15 – Le Sud Lipez : la route des lagunes sous la neige

San Juan, dernière occasion de se réapprovisionner en nourriture, ainsi qu’en outillage devenu maintenant nécessaire.

C’est parti pour encore une bonne semaine avant de rejoindre la frontière chilienne ! Deuxième partie du Sud Lipez : après les salars, direction la route des lagunes !

La sortie du village se fait par une piste relativement roulable, un mélange de sable et de cailloux fins. Les pistes se dédoublent parfois (les cartes communautaires de maps.me sont alors redoutablement efficaces).

La piste débouche sur un immense plateau très venteux au sol très dur sur lequel on peut apercevoir au loin des rails (du moins d’après ma savante déduction car on peut y voir un train en mouvement).

Quelques kilomètres plus tard, au bout du plateau se trouve le camp militaire de Chiguana. Je vais déranger les militaires dans leur tente pour demander de l’eau (Les réapprovisionnement en eau sont rares, mieux vaut n’en manquer aucun !). Un des soldats m’accompagne pour me montrer où remplir ma gourde dans leurs citernes.

Après avoir longé les rails, une petite montée mène à un « col ». Je décide de m’arrêter pour la journée avant de l’entamer. Je campe dans un ancien lit d’une rivière. Je pensais (fièrement) ce coin comme étant la meilleure idée du monde (rapport à la protection du vent etc) ; mais en fait non, il agissait un peu comme couloir 😦

Le lendemain, petit col au réveil ! Alors qu’on s’entende bien, un col sur l’altiplano est une ascension de quelques mètres, mais sur un terrain aussi impitoyable que les pistes du Sud Lipez, autant dire que le moindre dénivelé n’est pas le meilleur ami du moment. En haut du col se trouve un petit dédale de pistes tracées au gré des envies des 4×4. Les couleurs sont belles, le relief est de type canyon.

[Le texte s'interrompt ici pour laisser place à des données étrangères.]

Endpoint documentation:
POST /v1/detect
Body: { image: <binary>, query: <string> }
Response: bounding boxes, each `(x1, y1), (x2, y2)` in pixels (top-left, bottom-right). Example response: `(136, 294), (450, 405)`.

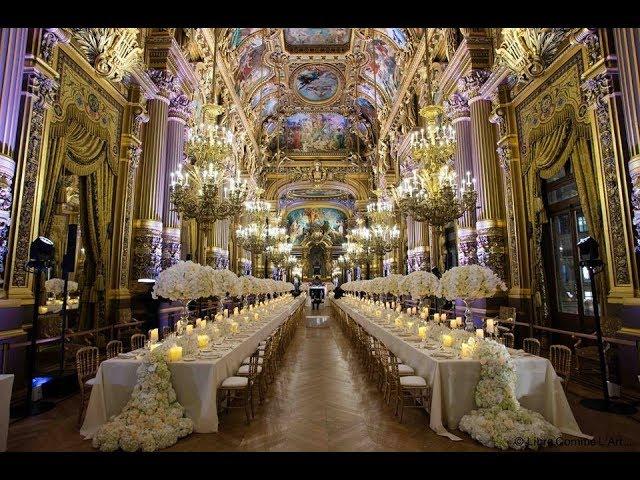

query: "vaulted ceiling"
(218, 28), (421, 159)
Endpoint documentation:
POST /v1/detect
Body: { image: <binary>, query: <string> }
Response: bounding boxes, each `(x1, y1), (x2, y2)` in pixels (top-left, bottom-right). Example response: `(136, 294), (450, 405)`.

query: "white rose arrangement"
(458, 339), (561, 450)
(92, 345), (193, 452)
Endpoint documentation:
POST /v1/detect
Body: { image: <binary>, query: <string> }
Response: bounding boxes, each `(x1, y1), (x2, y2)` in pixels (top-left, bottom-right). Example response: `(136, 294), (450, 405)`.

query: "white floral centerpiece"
(92, 345), (193, 452)
(440, 265), (507, 330)
(458, 339), (561, 450)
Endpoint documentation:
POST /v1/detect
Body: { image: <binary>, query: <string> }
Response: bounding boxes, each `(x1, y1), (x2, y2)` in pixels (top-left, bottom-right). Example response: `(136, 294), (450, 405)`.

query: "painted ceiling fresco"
(224, 28), (419, 154)
(284, 28), (351, 45)
(287, 208), (346, 245)
(293, 65), (339, 103)
(282, 112), (349, 153)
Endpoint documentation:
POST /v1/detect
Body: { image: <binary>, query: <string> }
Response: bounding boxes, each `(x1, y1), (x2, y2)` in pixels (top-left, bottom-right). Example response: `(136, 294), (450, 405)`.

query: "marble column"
(458, 70), (506, 279)
(132, 70), (177, 282)
(0, 28), (28, 296)
(161, 94), (192, 269)
(613, 28), (640, 252)
(445, 92), (478, 265)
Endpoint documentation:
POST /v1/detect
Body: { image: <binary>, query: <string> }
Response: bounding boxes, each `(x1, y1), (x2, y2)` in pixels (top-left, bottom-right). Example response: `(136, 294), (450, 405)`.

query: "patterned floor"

J’arrive plus tard sur une piste légèrement asphaltée (je vous laisse imaginer ce que veut dire légèrement). Apres seulement 500m de cette piste, il est déjà temps de la quitter pour prendre de nouveau la direction du sud où attend sagement un nouveau col bien sympathique que je n’entamerai pas aujourd’hui puiqu’il est trop tard. Petite nuit au pied du col donc.

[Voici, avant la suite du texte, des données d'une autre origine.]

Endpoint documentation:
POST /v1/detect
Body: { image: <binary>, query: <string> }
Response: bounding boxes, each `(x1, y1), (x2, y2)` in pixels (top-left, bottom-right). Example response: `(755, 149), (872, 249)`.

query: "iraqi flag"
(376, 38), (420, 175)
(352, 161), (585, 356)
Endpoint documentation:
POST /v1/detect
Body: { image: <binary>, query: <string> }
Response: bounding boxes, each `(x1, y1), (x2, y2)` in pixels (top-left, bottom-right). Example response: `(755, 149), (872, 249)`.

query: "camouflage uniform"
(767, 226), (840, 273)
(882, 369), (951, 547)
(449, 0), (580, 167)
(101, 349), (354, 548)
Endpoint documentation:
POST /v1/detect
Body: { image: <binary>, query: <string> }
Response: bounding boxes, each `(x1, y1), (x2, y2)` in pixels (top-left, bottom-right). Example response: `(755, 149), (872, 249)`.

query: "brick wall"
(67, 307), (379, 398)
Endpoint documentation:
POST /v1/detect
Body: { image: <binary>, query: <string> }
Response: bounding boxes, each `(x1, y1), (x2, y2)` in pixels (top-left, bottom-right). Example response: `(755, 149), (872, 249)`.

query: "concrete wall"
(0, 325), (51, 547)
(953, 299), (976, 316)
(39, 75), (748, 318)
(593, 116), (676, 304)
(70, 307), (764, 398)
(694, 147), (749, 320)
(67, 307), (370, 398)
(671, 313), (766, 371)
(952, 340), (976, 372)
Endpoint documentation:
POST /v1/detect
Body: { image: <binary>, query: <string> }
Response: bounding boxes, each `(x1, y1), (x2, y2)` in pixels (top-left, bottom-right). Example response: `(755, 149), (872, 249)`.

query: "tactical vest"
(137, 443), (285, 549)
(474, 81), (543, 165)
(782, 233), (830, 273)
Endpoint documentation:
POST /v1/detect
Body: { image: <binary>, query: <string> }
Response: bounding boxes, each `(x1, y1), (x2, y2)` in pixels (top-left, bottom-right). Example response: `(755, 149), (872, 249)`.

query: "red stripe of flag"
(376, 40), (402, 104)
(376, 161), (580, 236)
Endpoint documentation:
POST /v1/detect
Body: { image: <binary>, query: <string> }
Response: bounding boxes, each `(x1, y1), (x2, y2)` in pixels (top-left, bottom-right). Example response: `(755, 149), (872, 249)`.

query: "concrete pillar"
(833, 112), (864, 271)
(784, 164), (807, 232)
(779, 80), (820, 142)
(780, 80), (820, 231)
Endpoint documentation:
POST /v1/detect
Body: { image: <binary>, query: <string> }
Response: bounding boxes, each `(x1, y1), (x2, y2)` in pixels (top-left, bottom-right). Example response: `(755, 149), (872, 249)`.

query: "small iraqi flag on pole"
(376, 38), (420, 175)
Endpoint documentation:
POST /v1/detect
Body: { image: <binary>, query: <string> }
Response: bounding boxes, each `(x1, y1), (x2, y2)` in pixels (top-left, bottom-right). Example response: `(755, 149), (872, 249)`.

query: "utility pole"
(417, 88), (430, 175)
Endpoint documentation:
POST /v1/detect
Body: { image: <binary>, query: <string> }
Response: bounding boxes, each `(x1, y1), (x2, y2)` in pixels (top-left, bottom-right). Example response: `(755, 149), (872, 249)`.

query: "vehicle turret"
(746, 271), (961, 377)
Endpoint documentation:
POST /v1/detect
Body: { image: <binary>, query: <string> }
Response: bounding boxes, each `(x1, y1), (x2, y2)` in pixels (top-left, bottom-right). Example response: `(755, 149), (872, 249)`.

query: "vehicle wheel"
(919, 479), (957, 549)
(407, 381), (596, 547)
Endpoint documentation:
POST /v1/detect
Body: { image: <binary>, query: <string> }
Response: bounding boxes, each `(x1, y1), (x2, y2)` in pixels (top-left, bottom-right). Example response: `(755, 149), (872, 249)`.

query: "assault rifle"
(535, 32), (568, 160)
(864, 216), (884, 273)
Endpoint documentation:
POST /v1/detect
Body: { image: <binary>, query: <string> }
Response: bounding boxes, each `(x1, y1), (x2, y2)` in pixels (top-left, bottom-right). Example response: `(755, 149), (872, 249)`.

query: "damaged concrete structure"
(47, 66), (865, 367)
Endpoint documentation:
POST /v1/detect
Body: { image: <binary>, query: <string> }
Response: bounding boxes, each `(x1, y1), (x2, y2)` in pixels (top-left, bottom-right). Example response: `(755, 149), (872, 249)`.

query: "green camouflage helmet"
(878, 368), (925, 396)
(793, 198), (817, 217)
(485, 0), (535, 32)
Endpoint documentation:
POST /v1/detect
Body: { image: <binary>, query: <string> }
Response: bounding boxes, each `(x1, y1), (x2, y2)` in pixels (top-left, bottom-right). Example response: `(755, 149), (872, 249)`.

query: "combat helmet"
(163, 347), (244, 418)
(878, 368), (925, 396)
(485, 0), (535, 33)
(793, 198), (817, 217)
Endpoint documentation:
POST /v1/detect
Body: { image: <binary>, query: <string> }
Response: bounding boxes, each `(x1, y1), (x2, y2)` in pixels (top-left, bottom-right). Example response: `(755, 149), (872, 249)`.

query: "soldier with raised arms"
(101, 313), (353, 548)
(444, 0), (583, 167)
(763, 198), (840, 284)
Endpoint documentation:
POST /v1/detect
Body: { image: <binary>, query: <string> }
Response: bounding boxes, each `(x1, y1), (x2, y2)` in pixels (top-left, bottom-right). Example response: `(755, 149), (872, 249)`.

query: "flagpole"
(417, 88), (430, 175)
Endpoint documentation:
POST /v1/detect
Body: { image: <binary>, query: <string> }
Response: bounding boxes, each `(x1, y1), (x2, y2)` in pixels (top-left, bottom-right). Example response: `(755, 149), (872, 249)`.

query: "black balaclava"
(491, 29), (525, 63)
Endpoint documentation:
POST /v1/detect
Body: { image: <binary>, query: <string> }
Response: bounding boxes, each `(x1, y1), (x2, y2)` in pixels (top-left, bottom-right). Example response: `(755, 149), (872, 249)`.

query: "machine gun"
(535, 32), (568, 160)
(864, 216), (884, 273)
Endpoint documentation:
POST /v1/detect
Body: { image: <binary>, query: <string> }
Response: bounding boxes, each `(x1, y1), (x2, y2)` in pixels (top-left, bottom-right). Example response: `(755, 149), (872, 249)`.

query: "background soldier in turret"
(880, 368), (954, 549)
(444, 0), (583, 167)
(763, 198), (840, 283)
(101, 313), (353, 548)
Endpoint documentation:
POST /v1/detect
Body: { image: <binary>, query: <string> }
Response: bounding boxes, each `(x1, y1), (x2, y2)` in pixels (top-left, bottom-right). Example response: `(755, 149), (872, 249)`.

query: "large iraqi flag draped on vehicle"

Le lendemain matin, au moment de s’engager sur le col, c’est le début du bal des 4×4 :/ (Les excursions ayant des horaires extrêmement similaires, on rencontre parfois des colonnes de véhicules très rapprochés). Je me fais donc doubler dans l’ascension par une dizaine de 4×4 remplis chacun de 4-5 touristes et leur guide. Une petite minorité de touristes me prend en photo sans un sourire, ni même un regard, du moins sans un quelconque signe apparent montrant qu’ils comprennent que je suis autre chose qu’un vulgaire cactus. Mais heureusement, la grande majorité m’encourage par des sourires, des pouces en l’air ou de vive voix ce qui fait chaud au moral !! Là haut, une petite descente très sableuse, et très sillonnée. Facile physiquement mais difficile techniquement. La première lagune va bientôt faire son apparition ; ça y est, on aperçoit la laguna Canapa dont une partie est gelée (Juillet est un des mois les plus froids).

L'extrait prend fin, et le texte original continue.